Recuperare e raffinare tutti i rifiuti e trasformarli in materiali da riutilizzare e in combustibile dall’elevato potere calorico, senza passare per i cassonetti separati della raccolta differenziata. Tutto questo grazie a Thor (Total house waste recycling – riciclaggio completo dei rifiuti domestici) è possibile: si tratta di un sistema sviluppato dal Consiglio Nazionale delle Ricerche insieme alla Società ASSING SpA di Roma.

In particolare, si tratta di una tecnologia ideata e sviluppata interamente in Italia dalla ricerca congiunta pubblica e privata, che si basa su un processo di raffinazione meccanica (meccano-raffinazione) dei materiali di scarto, i quali vengono trattati in modo da separare tutte le componenti utili dalle sostanze dannose o inservibili.

"Un combustibile utilizzabile con qualunque tipo di sistema termico – spiega Paolo Plescia, ricercatore dell’Ismn-Cnr e inventore di Thor – compresi i motori funzionanti a biodiesel, le caldaie a vapore, i sistemi di riscaldamento centralizzati e gli impianti di termovalorizzazione delle biomasse.
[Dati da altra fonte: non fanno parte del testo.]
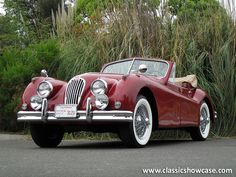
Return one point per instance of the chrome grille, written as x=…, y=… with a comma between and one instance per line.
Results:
x=74, y=91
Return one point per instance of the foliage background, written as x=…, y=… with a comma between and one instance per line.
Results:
x=199, y=35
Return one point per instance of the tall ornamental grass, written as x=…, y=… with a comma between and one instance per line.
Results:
x=203, y=44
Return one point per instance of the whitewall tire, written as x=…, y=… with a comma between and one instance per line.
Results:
x=138, y=133
x=201, y=132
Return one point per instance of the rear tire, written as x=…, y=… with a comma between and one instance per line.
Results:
x=138, y=132
x=201, y=133
x=46, y=135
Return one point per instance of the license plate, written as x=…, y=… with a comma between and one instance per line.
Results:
x=66, y=111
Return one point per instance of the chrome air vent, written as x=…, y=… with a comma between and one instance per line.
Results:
x=74, y=91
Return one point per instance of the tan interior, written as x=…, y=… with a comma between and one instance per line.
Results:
x=192, y=79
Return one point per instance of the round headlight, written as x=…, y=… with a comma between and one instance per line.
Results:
x=44, y=89
x=99, y=87
x=36, y=102
x=101, y=101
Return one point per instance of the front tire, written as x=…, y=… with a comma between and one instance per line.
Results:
x=201, y=133
x=138, y=132
x=46, y=135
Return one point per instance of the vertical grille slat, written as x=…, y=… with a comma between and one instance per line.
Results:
x=74, y=91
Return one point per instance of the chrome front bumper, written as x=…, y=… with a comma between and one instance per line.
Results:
x=88, y=115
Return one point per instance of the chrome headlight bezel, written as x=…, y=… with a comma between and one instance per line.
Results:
x=101, y=101
x=46, y=90
x=98, y=87
x=36, y=102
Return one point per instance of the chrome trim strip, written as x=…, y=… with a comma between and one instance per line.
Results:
x=97, y=116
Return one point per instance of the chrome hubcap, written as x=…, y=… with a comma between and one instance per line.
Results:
x=204, y=120
x=141, y=121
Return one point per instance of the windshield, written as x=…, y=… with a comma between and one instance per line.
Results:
x=154, y=67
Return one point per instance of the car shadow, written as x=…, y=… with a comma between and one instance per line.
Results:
x=116, y=144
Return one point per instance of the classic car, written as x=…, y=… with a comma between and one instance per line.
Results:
x=131, y=97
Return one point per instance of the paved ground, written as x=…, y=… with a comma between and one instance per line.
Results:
x=20, y=157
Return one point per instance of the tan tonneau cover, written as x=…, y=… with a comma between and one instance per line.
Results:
x=192, y=79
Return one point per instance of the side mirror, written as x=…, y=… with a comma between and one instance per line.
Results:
x=142, y=68
x=44, y=73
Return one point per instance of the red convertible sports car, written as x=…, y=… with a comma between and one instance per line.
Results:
x=131, y=97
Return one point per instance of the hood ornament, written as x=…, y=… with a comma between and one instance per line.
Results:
x=44, y=73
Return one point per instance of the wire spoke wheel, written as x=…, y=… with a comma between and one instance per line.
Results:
x=138, y=133
x=201, y=133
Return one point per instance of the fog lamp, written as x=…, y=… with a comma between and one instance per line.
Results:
x=101, y=101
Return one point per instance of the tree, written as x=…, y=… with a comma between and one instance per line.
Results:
x=31, y=17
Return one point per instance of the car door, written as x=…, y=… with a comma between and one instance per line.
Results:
x=189, y=107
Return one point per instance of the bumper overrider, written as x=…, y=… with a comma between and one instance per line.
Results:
x=88, y=115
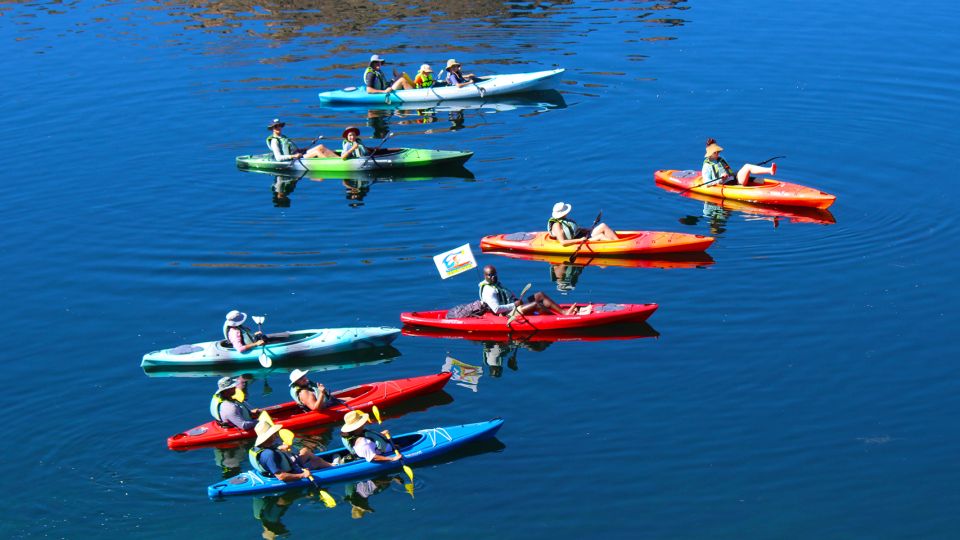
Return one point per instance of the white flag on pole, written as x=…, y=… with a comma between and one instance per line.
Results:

Infatti, le caratteristiche chimiche del prodotto che viene generato dalla raffinazione meccanica dei rifiuti solidi urbani, una volta eliminate le componenti inquinanti sono del tutto analoghe a quelle delle biomasse, ma rispetto a queste sono povere in zolfo ed esenti da idrocarburi policiclici". E’ possibile utilizzare il prodotto sia come combustibile solido o pellettizzato oppure produrre bio-olio per motori diesel attraverso la ‘pirolisi’. L’impianto è completamente autonomo: consuma infatti parte dell’energia che produce e il resto lo cede all’esterno.